Convém destacar, a priori, que a transmissão constante de cenas violentas acarreta a naturalização das mesmas. Isso porque o contato e a visualização destas pode tornar o indivíduo apático aquela situação, inibindo sua empatia, ou ainda incitar reações semelhantes. Um bom exemplo é apresentado com a cobertura do Massacre de Columbine, que foi marcada pelo foco nos assassinos e em suas motivações, destacando-os. Dessa forma, se tornou comum que os próximos tiroteios escolares ocorressem com referências e inspirações às atitudes dos atiradores.
Ademais, a transmissão exacerbada de casos chocantes e violentos pode provocar revoltas e linchamentos coletivos. Isso porque o sentimento de pessoalidade em casos notórios é maior, o que pode incitar a população a fazer justiça com as próprias mãos. Um bom exemplo desta situação foi o caso Isabella Nardoni, em que os assassinos foram acusados e linchados popularmente antes mesmo da acusação formal. Dessa forma, é notável que casos que sensibilizam também podem provocar reações negativas.

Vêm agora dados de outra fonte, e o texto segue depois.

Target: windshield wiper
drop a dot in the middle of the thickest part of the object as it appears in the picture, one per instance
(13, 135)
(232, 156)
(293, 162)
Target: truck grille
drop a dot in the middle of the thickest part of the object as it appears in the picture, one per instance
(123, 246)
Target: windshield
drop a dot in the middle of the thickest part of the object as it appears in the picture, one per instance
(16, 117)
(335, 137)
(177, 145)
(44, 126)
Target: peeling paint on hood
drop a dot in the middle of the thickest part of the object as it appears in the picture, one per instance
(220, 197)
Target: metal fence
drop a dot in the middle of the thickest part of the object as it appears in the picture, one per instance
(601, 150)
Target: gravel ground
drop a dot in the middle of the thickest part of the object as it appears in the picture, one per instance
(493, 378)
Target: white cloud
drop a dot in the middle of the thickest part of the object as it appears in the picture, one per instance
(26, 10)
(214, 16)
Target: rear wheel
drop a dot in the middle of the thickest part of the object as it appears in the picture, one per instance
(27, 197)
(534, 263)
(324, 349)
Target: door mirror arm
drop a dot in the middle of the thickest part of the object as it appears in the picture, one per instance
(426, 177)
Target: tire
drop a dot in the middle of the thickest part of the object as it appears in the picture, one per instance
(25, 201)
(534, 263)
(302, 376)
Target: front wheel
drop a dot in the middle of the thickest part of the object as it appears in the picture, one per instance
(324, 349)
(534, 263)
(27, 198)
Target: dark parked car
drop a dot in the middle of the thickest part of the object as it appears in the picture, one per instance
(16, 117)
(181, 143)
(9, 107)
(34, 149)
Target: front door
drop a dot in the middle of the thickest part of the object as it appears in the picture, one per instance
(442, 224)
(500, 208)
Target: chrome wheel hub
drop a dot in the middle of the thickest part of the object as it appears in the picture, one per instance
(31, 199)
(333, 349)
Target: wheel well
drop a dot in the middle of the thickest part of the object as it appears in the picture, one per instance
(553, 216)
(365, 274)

Diante dos fatos apresentados, é ideal que docentes municipais e a comunidade local, principalmente integrantes da família nuclear dos estudantes, realizem encontros semestrais para debates e instruções sobre a o que crianças e jovens devem ser expostos em seu contato com a mídia, por meio de rodas de conversa, atividades lúdicas e cartilhas sobre os perigos psicológicos de tal exposição, com o objetivo de direcionar a formação destes para reações adequadas diante de cenários incomuns. Além disso, é necessária uma parceria entre a Secretaria de Comunicação estadual e programas de TV locais para a formulação de um acordo de restrições da exposição de atos cruéis, fotos e informações sobre criminosos, por meio de conteúdos focados nas vítimas, reportagens sem sensacionalismo e com descrições mínimas de violência , visando não incitar novos atos violentos e reações de vingança.